Disconnections During Sleep

/ by Nikhil Swaminathan /

Brain areas stop communicating with each other as sleep sets in

When we are awake, our brains function like a contiguous mass broken into smaller regions that easily communicate with one another—think the United States minus Alaska and Hawaii. But when we begin to drift off to sleep, the distinct areas of our brain behave as separate islands with trade embargoes; all inter-regional contact dissipates.

Giulio Tononi, a professor of psychiatry at the University of Wisconsin-Madison, says this disconnection explains why we lose consciousness in the early stages of sleep. This, he argues, accounts for our inability to remember dreams when we awake from a light slumber. For over 20 years, Tononi has hypothesized that consciousness results from communication between different parts of the brain, specifically different sections of the cortex, the second outermost layer of the brain.

In an article from the new issue of the journal Science, Tononi supports his theory with research he performed on six volunteers. He delivered pulses to the subjects’ brains when they were awake, in stage-one sleep, or in non-rapid eye movement (non-REM) sleep. By testing the spread of waves through their brains, Tononi demonstrated that the interconnectivity between brain regions does, in fact, fade as we progress into sleep.

“It’s as if you’re injecting current in an electronic circuit in one particular spot, ” said Tononi about his experiment. “You see to which other spots on the grid it’s connected to and which ones are activated.”

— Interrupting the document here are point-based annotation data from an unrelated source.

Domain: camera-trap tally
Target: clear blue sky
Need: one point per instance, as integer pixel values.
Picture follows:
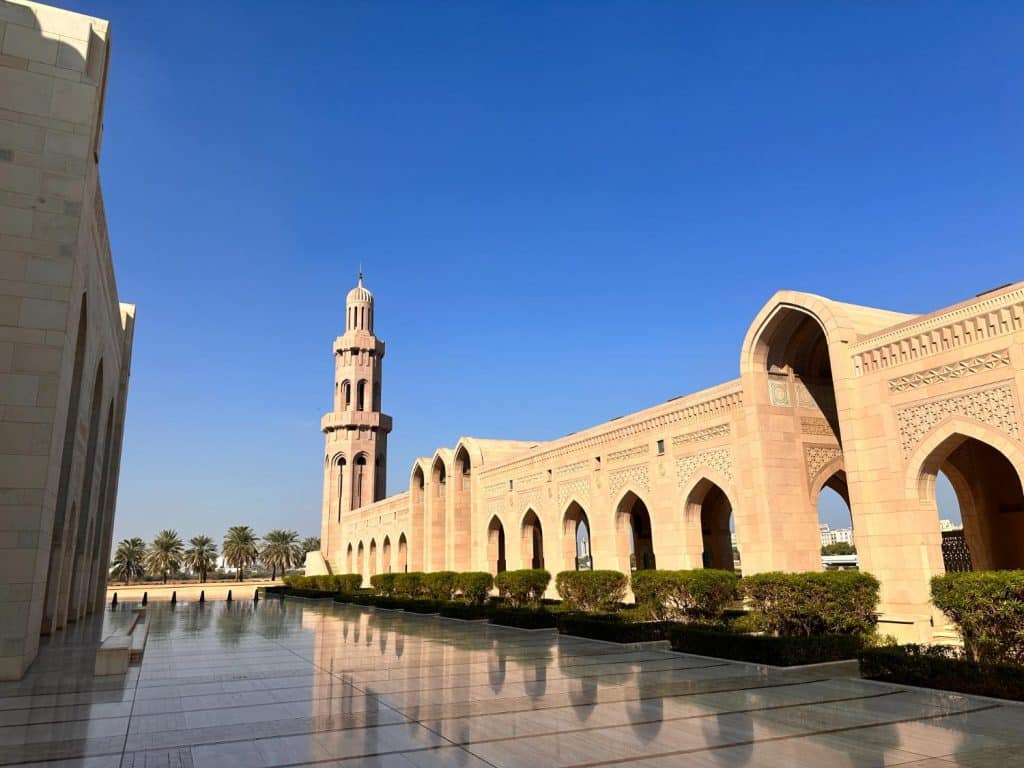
(567, 210)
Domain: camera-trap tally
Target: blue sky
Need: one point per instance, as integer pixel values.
(567, 211)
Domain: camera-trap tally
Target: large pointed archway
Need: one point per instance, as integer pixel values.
(634, 537)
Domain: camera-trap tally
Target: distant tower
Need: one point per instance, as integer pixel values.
(355, 430)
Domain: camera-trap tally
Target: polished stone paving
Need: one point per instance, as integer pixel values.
(312, 683)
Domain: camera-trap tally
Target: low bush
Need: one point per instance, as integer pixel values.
(409, 585)
(439, 585)
(712, 640)
(527, 619)
(941, 667)
(830, 602)
(469, 611)
(612, 627)
(522, 588)
(474, 586)
(383, 584)
(987, 607)
(591, 590)
(697, 595)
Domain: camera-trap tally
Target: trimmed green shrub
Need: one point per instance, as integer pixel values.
(830, 602)
(439, 585)
(468, 611)
(522, 588)
(409, 585)
(527, 619)
(941, 667)
(701, 595)
(612, 627)
(383, 584)
(987, 607)
(712, 640)
(591, 590)
(474, 586)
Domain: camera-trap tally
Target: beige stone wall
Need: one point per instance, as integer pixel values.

Using a combination of electroencephalography, or EEG, which monitors electrical flow in the brain via a device that looks like a swimmers cap studded with electrodes, and transcranial magnetic stimulation (TMS), which creates a magnetic field that induces impulses in the brain, Tononi’s team noticed major differences in electrical activity in the brain between waking and sleeping states.

The subjects received an imperceptible electric charge in a well-connected zone in the front half of the brain. When awake, the impulse spread out like ripples on the surface of a pond, sending signals to at least five other regions. When the subjects were in non-REM sleep, the pulse was confined—it made a larger initial spike, but resulted in little to no activity in other regions of the brain. In addition, the effect of the pulse lasted twice as long when the volunteer was awake as when he or she was asleep.

“We’ve shown that this network is there when you’re awake, but somehow, when you are asleep, although physically it’s there, it’s not working,” says Tononi. “And that is why consciousness fades.”

David McCormick, a sleep researcher at Yale, praises Tononi’s study, saying that it directly proves Tononi’s hypothesis on connectivity between brain regions. “What the authors are claiming, and I think it’s true, is that for consciousness to occur, the cortical network has to be in a state in which the communication between parts of the cortex is rapid and easy,” says McCormick. “When you’re asleep, that interaction is severely disrupted. And that’s probably what leads to unconsciousness in sleep.”
Tononi plans to do further work, this time observing brain activity during REM sleep. He expects that during crossover from stage four non-REM sleep into REM sleep, the final stage of sleep, consciousness returns, allowing for vivid dreaming. In addition, he believes his method of investigation, combining EEG and TSM, could be applied clinically, to monitoring brain activity in vegetative states and in mental illnesses such as schizophrenia. It also may help researchers discover how anesthesia works.

“There are some drugs, some anesthetics, that reduce consciousness or propose to eliminate it, but they don’t really reduce the activity of the brain,” says Tononi. “The question would be: Do they work by doing the same thing as sleep, by disconnecting the areas, which remain, nevertheless, active?

“That’s another interesting question, the neural basis of consciousness, which is really our goal.”

Not all of Tononi’s colleagues agree with his hypothesis. Robert Stickgold, an assistant professor of psychiatry at Harvard, argues that other factors, which change between waking and sleeping states, could have some effect on consciousness.

“There are a whole raft of things that change in the brain when you fall asleep, and this is one of them,” says Stickgold, who mentions falling neurotransmitter activity, changing EEG patterns, and fluctuating controls of the thalamus as other events that occur during sleep. “It’s not really possible at this time to say which, if any of those, play a, or the, critical role in the change of consciousness.

“If you put a plastic bag over someone’s head, as the oxygen concentration goes down, they lose consciousness,” continues Stickgold, illustrating his point. “But, I’m not suggesting that it’s oxygen molecules that produce consciousness in the brain. It’s just one of the things you need to have.”

Totoni refutes Stickgold’s critiques, saying that his hypothesis, his “life’s work,” was informed by mounds of prior research. “The information integration is consistent with an enormous amount of evidence at all kinds of levels, and it made a precise prediction about sleep,” says Totoni. “And that’s what we tested.”

“During sleep, you are typically immobile or reasonably immobile—that’s another thing that changes compared to wakefulness,” he adds, glibly responding to Stickgold. “But does it explain why you are not conscious? Of course it doesn’t.”